I missed a chance to get the world builders handbook (and regret it). I like detailed solar systems but the only system I have access to for them is the LBB Scouts book and it really isn't up to date on discoveries since of course. No super Earths for example. I've played around with some custom modifications to the rules to get the super Earths but I'm not happy enough with what I have to generate whole sub sectors.

So my knowledge is old for LBBs then nothing till Mongoose 2nd Edition which I have limited books for and the one I know best is High Guard but I haven't been running ship to ship battles. I've begun slowly reading through the CRB and there I want to see how its ship to ship battles work for small (sub 1000 ton) ships.
 
That's definitely an artifact of Traveller's mainworld generation system, so it's less than ideal, but a way to think about it is to distinguish a surface ice sheet, like a glacier, from the world's bulk composition, which might be a mix of ice and rock at the surface. So for the hydrographics, it represents mostly pure ice chunks that you can toss into an onboard fuel refinery, where for icy crust, you'd probably need a mineral refinery to get to the water and then hydrogen without the rocky, dusty bits.
Ah, okay, yes, the explanation makes sense. But I've got one more question about this topic: why are rolls for the Hydrographic Code only allowed from HZCO+3 for Size S and Size 1 worlds, or between HZCO+2.1-3 for Size 1 worlds only, if you use the second alternative method? Surely an icy surface with pure water ice could also occur at HZCO+1.1, couldn't it?
 
Ah, okay, yes, the explanation makes sense. But I've got one more question about this topic: why are rolls for the Hydrographic Code only allowed from HZCO+3 for Size S and Size 1 worlds, or between HZCO+2.1-3 for Size 1 worlds only, if you use the second alternative method?
Ahh... because I didn't fully commit to the concept? No wait! See below...
Surely an icy surface with pure water ice could also occur at HZCO+1.1, couldn't it?
Yes, and don't call me Shirley... Okay, my thinking was that closer in, surface volatiles would have eventually sublimated off and reached escape velocity under the higher temperature conditions.
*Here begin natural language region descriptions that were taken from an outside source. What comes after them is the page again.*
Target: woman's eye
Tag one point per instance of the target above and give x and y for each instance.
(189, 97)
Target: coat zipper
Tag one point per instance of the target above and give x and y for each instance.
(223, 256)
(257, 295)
So further out, colder, and less gravity would be required to allow water ice to freeze back to the ground at a rate higher than the ice water vapor (steam? Well, weird to call it steam when it's cold gas) would escape.

In our solar system the 'example' would be Ceres (Size 1) and though it may be half ice, the bright surface splotches are a briny silicate rich material, not pure - or even close to pure - water ice. Hate to argue from a single example, but that's all we got. Most of Traveller is based off the single example of Earth, and who knows how skewed that will turn out to be.